The rich benefits of expository preaching

Michael Milton has a dynamite article on expository preaching in this month's issue of Preaching magazine (subcription required to read online articles). "Following Ben: Expository Preaching in the Pastoral Setting" describes eight benefits of expository preaching to church and minister. All eight are convincing, but number four is heart-moving:
Expository Preaching is the Power of the Pastorate Becuase it is Vocationally Satisfying

Let us not be gullible. Expository preaching fulfills God's purpose for our lives as preachers. He has called you to preach the Word, and you will never be happy until you go to that Word, live in that Word, exegete the meaning of that Word, dive like a Pacific native to the bottom of the ocean for the rich pearls of that Word, and then come back up from your time in the deep-blue of God's presence, string those pearls together in a sermon, and put them on the neck of your people.

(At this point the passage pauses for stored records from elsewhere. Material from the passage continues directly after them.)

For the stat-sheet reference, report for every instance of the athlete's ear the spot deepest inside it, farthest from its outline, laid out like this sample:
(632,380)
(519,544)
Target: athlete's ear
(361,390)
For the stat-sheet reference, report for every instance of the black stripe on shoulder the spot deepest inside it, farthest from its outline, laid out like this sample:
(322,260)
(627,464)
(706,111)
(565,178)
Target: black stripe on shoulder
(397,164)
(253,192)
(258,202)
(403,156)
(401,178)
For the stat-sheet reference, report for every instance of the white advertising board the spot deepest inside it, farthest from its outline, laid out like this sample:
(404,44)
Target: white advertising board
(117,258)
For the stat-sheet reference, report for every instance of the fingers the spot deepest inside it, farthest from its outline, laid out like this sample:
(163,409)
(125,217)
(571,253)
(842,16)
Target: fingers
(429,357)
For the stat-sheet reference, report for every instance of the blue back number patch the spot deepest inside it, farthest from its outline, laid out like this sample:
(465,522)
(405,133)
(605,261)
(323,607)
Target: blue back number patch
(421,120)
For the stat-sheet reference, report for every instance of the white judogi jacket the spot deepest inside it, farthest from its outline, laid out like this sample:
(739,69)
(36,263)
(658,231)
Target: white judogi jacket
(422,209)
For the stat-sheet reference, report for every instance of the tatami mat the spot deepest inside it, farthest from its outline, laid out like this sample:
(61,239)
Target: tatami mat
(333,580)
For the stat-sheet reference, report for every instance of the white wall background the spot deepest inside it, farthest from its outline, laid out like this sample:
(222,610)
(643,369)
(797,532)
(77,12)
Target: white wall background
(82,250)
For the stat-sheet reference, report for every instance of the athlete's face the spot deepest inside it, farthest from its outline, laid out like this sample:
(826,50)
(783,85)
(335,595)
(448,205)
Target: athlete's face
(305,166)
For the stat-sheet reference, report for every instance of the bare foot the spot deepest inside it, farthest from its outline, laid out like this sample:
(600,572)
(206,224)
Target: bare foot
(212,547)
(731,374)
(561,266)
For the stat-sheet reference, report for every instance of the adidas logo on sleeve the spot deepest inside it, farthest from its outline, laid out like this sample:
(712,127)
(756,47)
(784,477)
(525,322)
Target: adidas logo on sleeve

Only a preaching method, a preaching approach, that is radically Word-centered, Christ-centered, Gospel-saturated, and uncompromisingly faithful to the text will give you joy. For you were made to preach.
Those words make me weep, even as I re-read them in putting together this post. I've had several different vocations in my life: teacher, writer, historical investigator. I've enjoyed all those jobs, some intensely. But I've never been able to relate to the heart-felt declarations of purpose from the devotees in any of those fields. I've heard some particularly moving descriptions from teachers on why we teach and writers on why we write. But as much as I feel passionately about the value of those pursuits, I've never been able to rise to the devotion of a true believer.

Then I found preaching. I don't think preaching is by any means the only calling from God. But it is mine. "For if I preach the gospel, that gives me no ground for boasting. For necessity is laid upon me. Woe to me if I do not preach the gospel!"

Full disclosure: I've recently been given a one-year complimentary subscription from the folks at Preaching. That doesn't mean I'll always say good things about the magazine, but it's certainly easier to be charitable to those who have been charitable to me. Michael Milton's article, however, would have been worth the cost of a subscription, as far as I'm concerned.